I arrive in the entrance to the bar in my waistcoat, tie askew, and see them, the guides, also in their suits and posh frocks, crowded at a table in the middle of the room, laughing and joking. I hesitate to interrupt. They’re still in charge after all, and they seem to be having a good time without us. Then I catch sight of Andrea, sitting on the table in their midst, laughing at something with a champagne flute in her hand. I can see she is indeed wearing something low cut, but it is something ethnic, as she would put it, something in cerise. I move a little closer and hate myself for my hesitancy. Then I think ‘Sod it’ and stride up and she turns and beams at me and I grin back.
‘What kept you?’ she says happily. All the others turn to look at me. I don’t care.
‘You look absolutely beautiful’ I say and smile and nod my head sideways indicating the stairs and the party above and she hops down and pushes her way through the others, glass aloft, gives me her arm and lets me lead her on deck. I have nothing to say. I am just so deliriously happy.

I’d like to say we spent the night together in the fleshly sense but we didn’t. After much dancing and laughing with the others we cuddled up in a lounger and watched the land get closer and the sun loom up out of the distance like a train coming out of a tunnel.
‘This doesn’t often happen you know’ she said as the sky turned from black to lapis lazuli.
‘What, the party?’
‘Oh no - this is quite normal, but no, I mean us, like this.’
‘Unprofessional?’
‘Well, there is that, but being a guide – it’s a difficult situation.’

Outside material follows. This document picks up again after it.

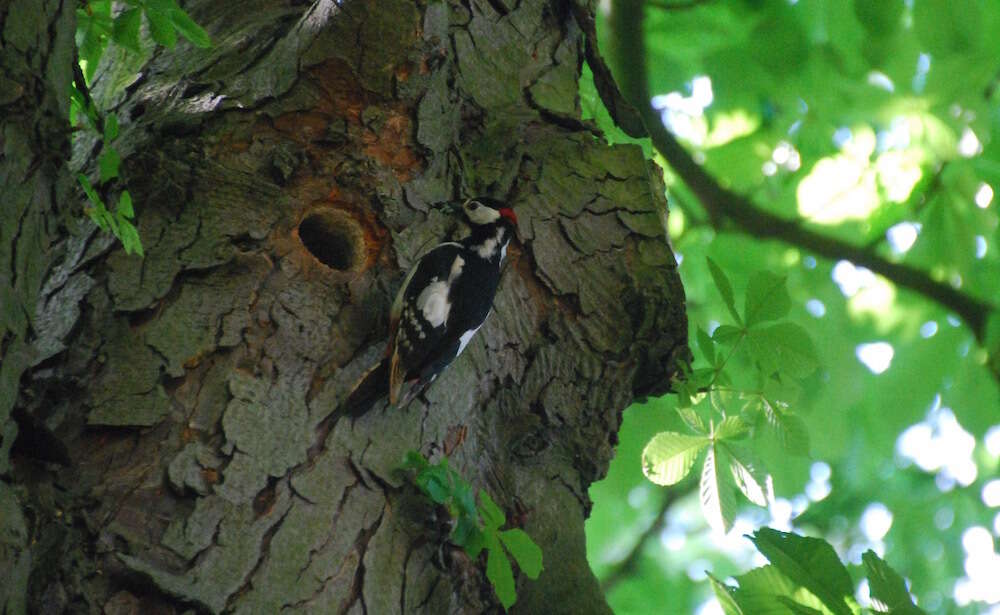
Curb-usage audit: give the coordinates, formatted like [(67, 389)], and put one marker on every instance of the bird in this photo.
[(445, 298)]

‘Do you think I’d make a good guide?’
‘I honestly believe you have too much to live for Gabriel. You need to go back.’
‘What about you?’
‘I will, someday. I’m not done yet.’ And we sit and chat and I take the chance to ask her more about her life. She tells me about her father and how he wouldn’t talk to her for years because she wouldn’t go into practice with him and ‘justify his investment’. She goes on to tell me a little more about Africa – not about the horrible things, but how she loved the people she met, and, toward the end, how she had such hopes for the future there. She’d been HIV positive for years when they finally brought her home to die. She’d been one of the last people ever to die of AIDS. She didn’t say it with any anger. She reckoned she’d had a good life.
We sit quietly for a while and then I ask her about what Harvey said about the billions of parallel universes, if that was all true.

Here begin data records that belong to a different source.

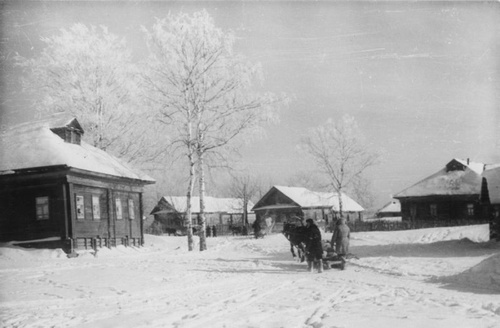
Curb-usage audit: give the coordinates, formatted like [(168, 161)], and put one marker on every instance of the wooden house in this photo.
[(490, 198), (58, 191), (283, 203), (390, 210), (220, 212), (451, 194)]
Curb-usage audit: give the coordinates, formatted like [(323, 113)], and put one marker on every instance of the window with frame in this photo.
[(80, 207), (119, 210), (96, 207), (42, 208), (470, 209), (131, 209), (433, 208)]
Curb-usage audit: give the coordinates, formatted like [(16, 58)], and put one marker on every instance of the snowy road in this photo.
[(401, 281)]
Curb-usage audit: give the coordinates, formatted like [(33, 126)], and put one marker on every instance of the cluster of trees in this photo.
[(191, 99)]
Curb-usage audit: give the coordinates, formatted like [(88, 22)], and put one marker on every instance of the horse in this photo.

‘No’ she says. ‘They’re always arguing this at the academy...’
‘There’s an academy?’
‘It’s like a university. Guides can go there to get trained, and there’s research, publishing. It’s all very disorganised but they do seem to have some insight into what’s going on here – how all this works.’

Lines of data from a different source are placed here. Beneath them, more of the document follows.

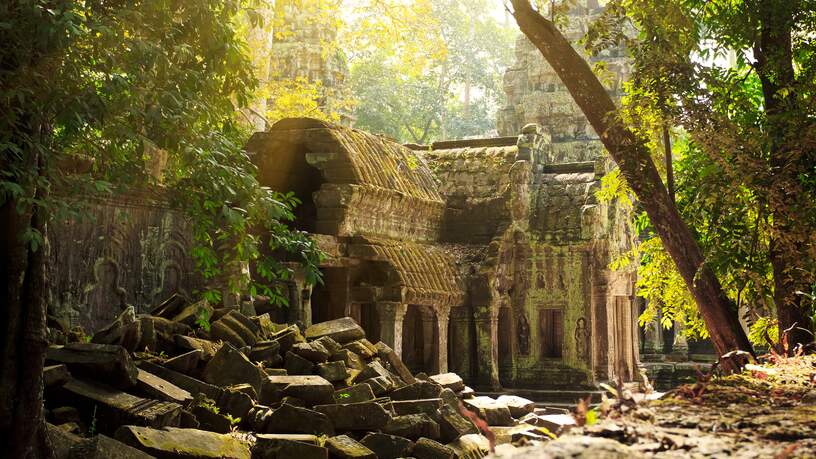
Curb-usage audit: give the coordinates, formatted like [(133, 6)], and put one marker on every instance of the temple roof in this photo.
[(343, 156), (418, 273)]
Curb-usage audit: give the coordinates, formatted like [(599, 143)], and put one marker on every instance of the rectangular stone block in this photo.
[(107, 362), (114, 407), (355, 416), (158, 388), (298, 446), (175, 442), (313, 390), (342, 330)]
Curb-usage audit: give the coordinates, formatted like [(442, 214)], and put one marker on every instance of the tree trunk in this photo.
[(23, 318), (633, 158), (774, 56)]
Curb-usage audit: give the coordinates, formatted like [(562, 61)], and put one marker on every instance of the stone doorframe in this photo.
[(391, 317)]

‘And what do they say, about this parallel universe thing?’
‘People who know they’re living again recognise each other sometimes. I don’t know how it works, but there is just the one universe apparently.’
I want to ask if she thinks we could really meet again but in a way, I don’t want to know. I let it go. We look at the view some more. It’s a beautiful view but I am not relaxed. Sitting half behind her, with her half on my lap I feel her weight pressing against me, and with my arms around her I can feel her soft curvy body through the thin material, and I cannot help but watch her breasts rising and falling, soft and pale. She turns and kisses me on the lips and I am shaking from it.
‘It’s not professionalism I’m worried about’ she says quietly. ‘I can’t go further with this because I know we will have to go our separate ways tomorrow. Can you just hold me and talk to me – is that ok?’ She looks away. I nod and kiss her behind her ear and find I am suddenly very relaxed. And I’m more than ok with it. It’s far more than I ever realistically hoped for.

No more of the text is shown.